When it comes to “serious film discussions”, no genres are left out so consistently as horror and comedy, with the few auteur-led examples able to break in under different labels or by straying far from the standards of the genres. Yet both genres have their adherents and provide easier entry into filmmaking than many other genres due to fewer budgetary constraints. A scary premise is scary regardless of how much money goes into the production and a premise that’s lacking can’t be saved no matter how many millions get thrown at it. Similarly, many of the funniest moments come from observations about daily life that can be easily relayed or replicated without need for massive set pieces. The similarities hardly end there though. While screams and laughter are obviously different reactions, both are often achieved through defying expectations about what should follow. They more likely reach for an immediate visceral reaction, providing gratification in the moment, than for provoking thought long after the credits roll. Even the ways the reactions are achieved are often quite similar. Buster Keaton‘s antics provoke laughter as everything goes wrong but could just as easily turn to provoking revulsion if the characters were a little less successful at pulling off their stunts. The famous Modern Times scene in the factory machine would make an excellent torture device if repurposed in a different film. Is the splatter of blood in a horror film or poop in a comedy so different? So, it makes sense that the two genres would be able to marry well, as they’ve done many times in the past and did to excellent effect in the recent Adam Sandler vehicle Hubie Halloween.

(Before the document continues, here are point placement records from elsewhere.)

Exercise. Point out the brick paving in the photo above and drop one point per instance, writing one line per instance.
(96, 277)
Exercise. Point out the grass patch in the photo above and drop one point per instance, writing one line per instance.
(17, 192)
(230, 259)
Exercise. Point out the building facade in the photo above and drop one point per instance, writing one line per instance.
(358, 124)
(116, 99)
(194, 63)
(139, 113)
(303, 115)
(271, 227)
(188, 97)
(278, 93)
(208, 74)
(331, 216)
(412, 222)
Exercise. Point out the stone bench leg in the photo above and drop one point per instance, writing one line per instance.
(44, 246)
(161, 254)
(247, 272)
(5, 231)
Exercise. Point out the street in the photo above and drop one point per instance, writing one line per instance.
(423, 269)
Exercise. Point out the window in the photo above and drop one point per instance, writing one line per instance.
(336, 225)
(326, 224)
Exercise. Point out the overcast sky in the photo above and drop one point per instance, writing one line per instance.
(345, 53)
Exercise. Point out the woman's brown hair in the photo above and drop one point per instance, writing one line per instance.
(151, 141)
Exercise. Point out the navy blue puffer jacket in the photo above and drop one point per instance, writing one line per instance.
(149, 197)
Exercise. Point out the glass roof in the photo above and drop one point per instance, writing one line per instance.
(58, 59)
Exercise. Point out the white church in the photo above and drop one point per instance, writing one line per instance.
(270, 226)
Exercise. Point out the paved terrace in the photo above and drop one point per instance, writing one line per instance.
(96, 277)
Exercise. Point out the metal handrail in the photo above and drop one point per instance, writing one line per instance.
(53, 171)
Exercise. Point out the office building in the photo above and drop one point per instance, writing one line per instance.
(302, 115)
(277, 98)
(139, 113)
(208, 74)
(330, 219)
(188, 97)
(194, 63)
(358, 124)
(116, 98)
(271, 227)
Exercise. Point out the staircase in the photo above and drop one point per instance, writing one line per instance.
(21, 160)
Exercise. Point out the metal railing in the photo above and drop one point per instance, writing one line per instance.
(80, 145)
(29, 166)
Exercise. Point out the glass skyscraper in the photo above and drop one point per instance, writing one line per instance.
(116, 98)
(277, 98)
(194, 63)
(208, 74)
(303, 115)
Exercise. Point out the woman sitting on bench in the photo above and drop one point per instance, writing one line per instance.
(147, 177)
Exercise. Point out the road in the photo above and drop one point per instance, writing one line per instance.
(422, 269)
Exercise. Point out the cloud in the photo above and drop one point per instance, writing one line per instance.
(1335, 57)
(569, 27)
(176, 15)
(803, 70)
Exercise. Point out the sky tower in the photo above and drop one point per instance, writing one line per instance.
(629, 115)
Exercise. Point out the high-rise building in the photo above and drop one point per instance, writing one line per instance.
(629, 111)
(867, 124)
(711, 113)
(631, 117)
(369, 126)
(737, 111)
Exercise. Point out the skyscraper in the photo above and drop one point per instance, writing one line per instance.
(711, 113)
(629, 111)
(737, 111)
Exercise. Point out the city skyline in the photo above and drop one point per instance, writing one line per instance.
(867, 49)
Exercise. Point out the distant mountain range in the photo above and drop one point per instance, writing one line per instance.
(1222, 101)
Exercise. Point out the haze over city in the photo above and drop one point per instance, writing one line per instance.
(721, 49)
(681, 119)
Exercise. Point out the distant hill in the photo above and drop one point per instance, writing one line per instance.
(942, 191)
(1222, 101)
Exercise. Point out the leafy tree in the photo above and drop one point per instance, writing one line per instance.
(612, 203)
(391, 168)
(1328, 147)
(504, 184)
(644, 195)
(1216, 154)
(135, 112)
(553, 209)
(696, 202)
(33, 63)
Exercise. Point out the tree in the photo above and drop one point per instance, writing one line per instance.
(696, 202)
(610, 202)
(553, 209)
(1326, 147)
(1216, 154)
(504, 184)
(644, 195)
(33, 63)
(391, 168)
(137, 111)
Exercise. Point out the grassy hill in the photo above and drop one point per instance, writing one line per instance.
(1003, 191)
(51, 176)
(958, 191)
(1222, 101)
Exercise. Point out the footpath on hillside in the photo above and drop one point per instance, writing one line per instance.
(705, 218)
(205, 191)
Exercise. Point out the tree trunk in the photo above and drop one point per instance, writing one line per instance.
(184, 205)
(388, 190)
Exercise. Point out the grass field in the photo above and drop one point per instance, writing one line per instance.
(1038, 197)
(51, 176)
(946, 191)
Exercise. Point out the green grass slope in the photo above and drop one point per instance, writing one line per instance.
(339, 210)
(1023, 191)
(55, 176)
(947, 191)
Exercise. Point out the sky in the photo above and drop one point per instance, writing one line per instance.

Following in Sandler’s late career streak of comedies that traded his earlier angry idiot persona for affable naïve protagonists, the comedian plays the titular Hubie Dubois, a dimwitted Halloween enthusiast at the butt of every joke who must save his town from a kidnapper. It constantly veers between horror and comedy as pranks pulled on Hubie initially seem to be the work of the supernatural or mass murderers before being revealed in humorous fashion to be the doings of kids looking for a laugh, while the actual reveal of the kidnapper is the film’s greatest punchline. Jump scares abound while werewolves and witch burnings populate Hubie’s hometown of Salem, Massachusetts, but so do elderly women wearing shirts emblazoned with phrases like “boner donor”, the contrasts making the jokes feel funnier and the eeriness creepier.
For some though, the greatest horror Hubie Halloween presents may be that it leans fully into the legacy of Sandler’s great but often maligned filmography. The Happy Madison regulars are all here, as is Julie Bowen, in her first pairing with Adam Sandler since the classic Happy Gilmore 24 years earlier, and they bring all the stupidity and gross-out humor that made the earlier films so entertaining. In perhaps the greatest distillation of Hubie Halloween’s attempts to pay homage to both Sandler’s classics and horror classics, Hubie rides down the street, greeting the neighborhood in his friendly fashion before projectile vomiting so intensely it reminds of The Exorcist, but played to comedic effect as shouts of “O’Doyle rules” (a Billy Madison callback) ring out. After a few more serious roles in films from notable filmmakers like the Safdie brothers and Noah Baumbach, Sandler’s return to his roots and entry into horror was a welcome reminder that prestige pics and supposed low brow cinema can stand beside each other in any body of work and that more big names should be willing to have a little fun in the less respected genres every once in a while.